Também acho que todos somos obrigados a fazer um bom trabalho, precisamos conversar juntos e estar abertos às críticas que vêm também de fora, das pessoas que não praticam o esporte equestre. Precisamos prestar atenção ao que eles dizem quando nos criticam, falando que os cavalos estão encurtados no pescoço ou que somos muito rudes no contato. Temos que olhar isso, caso contrário, nunca melhoraremos e estaremos cada vez mais isolados e então, a certa altura, não haverá mais esporte equestre

Há quanto tempo você julga?
Não sei, há uns 25 ou 30 anos.

E o que mudou ao longo destas décadas?
Acho que uma coisa boa — e eu já julguei todos os níveis — é que, quando você olha para os níveis mais altos e eles são uma pequena janela, porque temos tantos cavalos em todo o mundo durante as competições, mas a gente sempre olha para aquela janelinha, que é a parte Internacional, e felizmente é muito bom vermos cada vez mais leveza, vemos cavaleiros jovens surgindo e fazendo trabalhos super bons cavalos repletos de talento, com leveza, com contato agradável, com cavalos que parecem felizes por quererem trabalhar. É preciso, pelo menos, parecer que o cavalo quer trabalhar para o cavaleiro.

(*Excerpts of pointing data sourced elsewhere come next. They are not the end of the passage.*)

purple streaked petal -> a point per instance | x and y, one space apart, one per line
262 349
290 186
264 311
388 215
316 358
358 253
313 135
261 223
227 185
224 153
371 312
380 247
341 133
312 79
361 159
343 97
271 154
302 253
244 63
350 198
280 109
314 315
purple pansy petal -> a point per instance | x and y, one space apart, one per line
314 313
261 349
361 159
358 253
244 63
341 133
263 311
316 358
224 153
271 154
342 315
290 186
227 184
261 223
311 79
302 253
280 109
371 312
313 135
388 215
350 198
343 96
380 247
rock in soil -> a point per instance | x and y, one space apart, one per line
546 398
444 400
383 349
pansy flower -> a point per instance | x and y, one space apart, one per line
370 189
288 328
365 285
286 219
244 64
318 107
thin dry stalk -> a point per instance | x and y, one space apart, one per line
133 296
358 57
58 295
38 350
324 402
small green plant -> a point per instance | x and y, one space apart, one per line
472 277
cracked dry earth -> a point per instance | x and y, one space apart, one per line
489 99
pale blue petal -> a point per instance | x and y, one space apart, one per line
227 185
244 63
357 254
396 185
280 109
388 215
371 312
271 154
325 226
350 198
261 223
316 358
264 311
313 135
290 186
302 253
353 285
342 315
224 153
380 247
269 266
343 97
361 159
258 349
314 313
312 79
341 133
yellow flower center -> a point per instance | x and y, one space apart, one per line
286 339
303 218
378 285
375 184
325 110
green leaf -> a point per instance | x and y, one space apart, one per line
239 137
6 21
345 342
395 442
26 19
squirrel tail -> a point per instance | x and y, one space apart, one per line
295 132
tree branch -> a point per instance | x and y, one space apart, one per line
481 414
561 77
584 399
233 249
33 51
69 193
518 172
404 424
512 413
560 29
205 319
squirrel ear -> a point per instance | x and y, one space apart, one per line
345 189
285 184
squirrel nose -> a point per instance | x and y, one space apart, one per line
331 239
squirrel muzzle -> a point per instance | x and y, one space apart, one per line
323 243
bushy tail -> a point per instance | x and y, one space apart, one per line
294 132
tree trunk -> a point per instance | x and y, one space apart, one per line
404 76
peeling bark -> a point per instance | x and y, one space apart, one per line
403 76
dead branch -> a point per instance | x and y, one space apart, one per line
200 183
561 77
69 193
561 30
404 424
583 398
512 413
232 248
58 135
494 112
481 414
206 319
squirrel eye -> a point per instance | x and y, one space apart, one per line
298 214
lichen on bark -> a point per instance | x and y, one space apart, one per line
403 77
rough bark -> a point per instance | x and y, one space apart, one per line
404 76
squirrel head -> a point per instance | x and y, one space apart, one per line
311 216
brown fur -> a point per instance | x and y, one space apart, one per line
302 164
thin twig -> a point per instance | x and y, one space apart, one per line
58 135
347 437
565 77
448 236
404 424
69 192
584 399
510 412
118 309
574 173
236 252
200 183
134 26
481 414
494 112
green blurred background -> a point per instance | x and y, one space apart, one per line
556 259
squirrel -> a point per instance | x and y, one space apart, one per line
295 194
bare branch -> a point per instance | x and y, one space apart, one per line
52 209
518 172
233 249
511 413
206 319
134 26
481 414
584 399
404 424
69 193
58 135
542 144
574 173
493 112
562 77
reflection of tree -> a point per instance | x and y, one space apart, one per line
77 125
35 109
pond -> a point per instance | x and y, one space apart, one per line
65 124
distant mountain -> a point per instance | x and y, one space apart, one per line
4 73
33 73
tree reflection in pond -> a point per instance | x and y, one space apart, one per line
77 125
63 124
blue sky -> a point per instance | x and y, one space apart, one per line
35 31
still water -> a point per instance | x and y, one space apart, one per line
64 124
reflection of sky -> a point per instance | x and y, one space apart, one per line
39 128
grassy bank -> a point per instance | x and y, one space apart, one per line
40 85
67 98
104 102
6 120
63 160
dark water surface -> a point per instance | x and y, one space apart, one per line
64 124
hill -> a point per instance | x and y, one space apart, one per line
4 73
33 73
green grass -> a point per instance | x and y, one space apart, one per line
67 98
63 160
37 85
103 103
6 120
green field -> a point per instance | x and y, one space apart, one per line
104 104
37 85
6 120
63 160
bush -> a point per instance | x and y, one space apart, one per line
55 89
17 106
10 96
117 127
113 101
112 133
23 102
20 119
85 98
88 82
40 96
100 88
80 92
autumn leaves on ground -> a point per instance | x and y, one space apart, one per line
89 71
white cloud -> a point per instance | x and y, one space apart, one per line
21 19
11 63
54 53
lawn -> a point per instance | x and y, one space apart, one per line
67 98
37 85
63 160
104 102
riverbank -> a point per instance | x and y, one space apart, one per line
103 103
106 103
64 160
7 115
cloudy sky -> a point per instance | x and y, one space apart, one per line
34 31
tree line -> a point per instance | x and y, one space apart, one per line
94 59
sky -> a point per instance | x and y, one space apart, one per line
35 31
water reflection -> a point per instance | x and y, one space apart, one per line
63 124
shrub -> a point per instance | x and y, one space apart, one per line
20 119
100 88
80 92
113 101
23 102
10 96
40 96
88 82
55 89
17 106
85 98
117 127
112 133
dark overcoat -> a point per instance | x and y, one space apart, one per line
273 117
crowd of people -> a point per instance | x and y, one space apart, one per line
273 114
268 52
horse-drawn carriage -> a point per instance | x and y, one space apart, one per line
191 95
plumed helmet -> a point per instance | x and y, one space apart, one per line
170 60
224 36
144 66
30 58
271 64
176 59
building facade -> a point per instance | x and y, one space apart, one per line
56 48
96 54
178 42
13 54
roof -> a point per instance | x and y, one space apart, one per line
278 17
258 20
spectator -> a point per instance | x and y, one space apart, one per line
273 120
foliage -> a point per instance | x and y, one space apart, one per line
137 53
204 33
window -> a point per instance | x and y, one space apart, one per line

Esta deveria ser a prerrogativa inicial?
Acho que acho que deveria, caso contrário, temos que olhar para o esporte e mudar completamente o formato, que só buscamos harmonia e leveza, porque como está agora é um esporte muito técnico e é difícil para as pessoas entenderem todos os pequenos detalhes.

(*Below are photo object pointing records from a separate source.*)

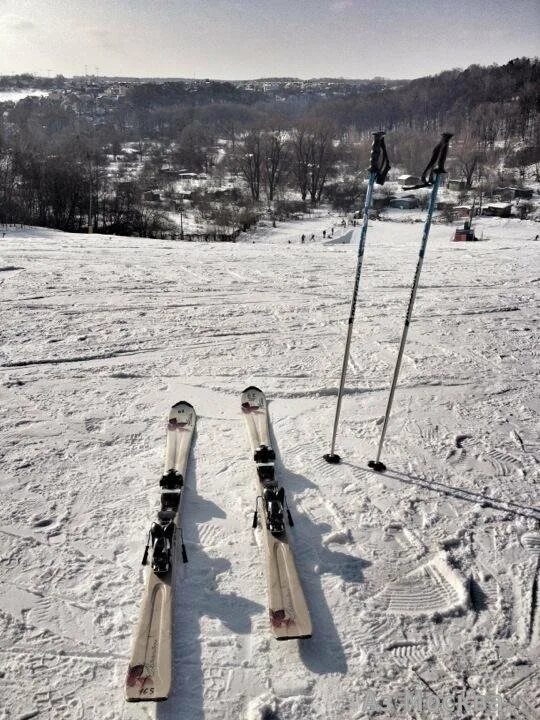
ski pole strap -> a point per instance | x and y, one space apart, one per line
379 163
436 164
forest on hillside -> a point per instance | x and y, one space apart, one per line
84 155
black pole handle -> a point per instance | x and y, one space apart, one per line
442 149
436 164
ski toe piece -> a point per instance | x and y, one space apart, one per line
378 466
332 458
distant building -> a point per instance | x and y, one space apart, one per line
511 192
379 202
152 196
457 185
502 209
408 202
523 193
462 211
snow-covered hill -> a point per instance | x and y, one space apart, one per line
422 583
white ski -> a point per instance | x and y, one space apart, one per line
289 614
150 667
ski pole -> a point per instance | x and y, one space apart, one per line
435 168
378 170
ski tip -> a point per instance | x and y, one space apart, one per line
378 466
332 458
251 387
182 402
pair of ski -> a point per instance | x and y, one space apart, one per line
150 669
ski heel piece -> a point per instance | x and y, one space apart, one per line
289 516
172 480
265 472
256 513
184 553
264 454
145 555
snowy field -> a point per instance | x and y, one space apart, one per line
422 583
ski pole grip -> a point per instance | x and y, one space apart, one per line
443 151
375 152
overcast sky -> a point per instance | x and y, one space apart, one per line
228 39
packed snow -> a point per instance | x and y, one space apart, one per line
422 582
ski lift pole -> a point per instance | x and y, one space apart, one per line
435 169
378 170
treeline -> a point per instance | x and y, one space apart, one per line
64 165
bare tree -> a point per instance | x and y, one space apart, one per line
249 162
273 161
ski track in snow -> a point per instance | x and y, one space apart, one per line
424 579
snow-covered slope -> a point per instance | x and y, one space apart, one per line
422 581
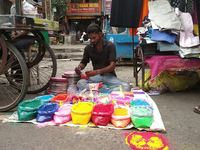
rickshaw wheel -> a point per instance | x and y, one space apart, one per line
41 73
13 78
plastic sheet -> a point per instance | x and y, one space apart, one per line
45 98
141 116
27 110
121 123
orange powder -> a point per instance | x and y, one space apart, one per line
120 112
83 107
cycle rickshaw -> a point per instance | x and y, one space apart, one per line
19 75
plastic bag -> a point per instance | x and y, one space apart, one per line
61 98
46 113
28 8
141 116
121 112
63 114
121 123
81 112
121 116
101 114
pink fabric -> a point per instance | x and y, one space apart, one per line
157 64
187 38
194 16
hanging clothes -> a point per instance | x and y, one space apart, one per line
198 13
126 13
187 38
144 13
161 13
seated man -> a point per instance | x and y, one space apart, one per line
102 53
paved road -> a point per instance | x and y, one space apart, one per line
176 108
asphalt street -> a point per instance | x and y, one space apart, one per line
176 109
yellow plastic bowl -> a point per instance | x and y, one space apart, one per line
81 113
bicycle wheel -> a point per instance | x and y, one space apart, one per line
13 77
41 72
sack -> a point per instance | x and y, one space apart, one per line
121 116
121 123
141 116
174 82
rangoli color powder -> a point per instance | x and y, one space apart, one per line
147 141
120 112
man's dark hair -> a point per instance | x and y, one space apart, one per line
94 28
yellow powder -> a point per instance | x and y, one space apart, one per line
83 107
120 112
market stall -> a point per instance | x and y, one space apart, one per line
169 47
135 110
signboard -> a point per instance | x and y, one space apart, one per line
81 17
77 8
107 8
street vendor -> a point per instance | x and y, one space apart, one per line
20 45
102 53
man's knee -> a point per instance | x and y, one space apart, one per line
81 84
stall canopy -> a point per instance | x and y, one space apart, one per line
125 13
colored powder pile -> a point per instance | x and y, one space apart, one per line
140 103
151 141
140 110
32 104
83 107
60 97
102 108
120 112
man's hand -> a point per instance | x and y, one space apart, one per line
78 70
91 73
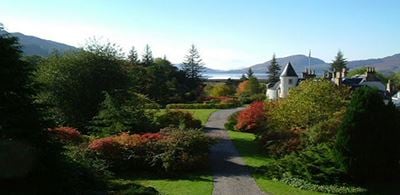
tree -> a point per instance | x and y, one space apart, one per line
221 90
273 71
123 111
193 65
339 63
18 115
28 159
250 73
133 56
308 104
73 84
367 140
147 58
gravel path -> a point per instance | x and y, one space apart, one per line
231 176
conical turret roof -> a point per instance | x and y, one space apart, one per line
288 71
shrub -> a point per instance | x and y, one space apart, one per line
279 143
123 111
252 118
232 121
66 134
202 106
169 151
105 145
177 119
183 150
367 141
220 90
315 164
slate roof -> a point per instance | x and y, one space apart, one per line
289 71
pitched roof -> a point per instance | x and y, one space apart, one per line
288 71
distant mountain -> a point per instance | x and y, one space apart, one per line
387 64
36 46
300 63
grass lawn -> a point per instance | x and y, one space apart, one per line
201 114
198 183
251 154
195 183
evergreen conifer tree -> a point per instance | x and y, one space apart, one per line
339 63
193 65
133 56
147 58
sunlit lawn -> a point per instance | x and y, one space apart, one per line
250 152
196 183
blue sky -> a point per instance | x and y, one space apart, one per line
228 33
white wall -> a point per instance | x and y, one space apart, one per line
285 86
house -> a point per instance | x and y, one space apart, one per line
289 79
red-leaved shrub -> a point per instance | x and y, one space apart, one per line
106 145
252 118
66 133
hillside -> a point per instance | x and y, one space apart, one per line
32 45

Da perspectiva do julgamento, comparando 20 anos atrás e agora, você busca as mesmas coisas?
Em princípios, sim. O cavalo mudou e esse é o maior fator: o cavalo e o talento deles mudaram tanto; e também os cavaleiros. Acho que muitos cavaleiros perceberam agora o quanto é preciso para estar no mais alto nível. Você tem que ser um verdadeiro atleta. Você tem que estar super em forma. Você tem que ser realmente, se quiser competir no mais alto nível. Então, eu acho que, sim, os cavalos mudaram, e, no geral, também tem isso, que é a forma de ver os esportes equestres e o adestramento, que gostamos de pensar que é um esporte muito tradicional, mas precisamos olhar de uma maneira diferente, de uma forma mais moderna, caso contrário esse esporte não sobreviverá.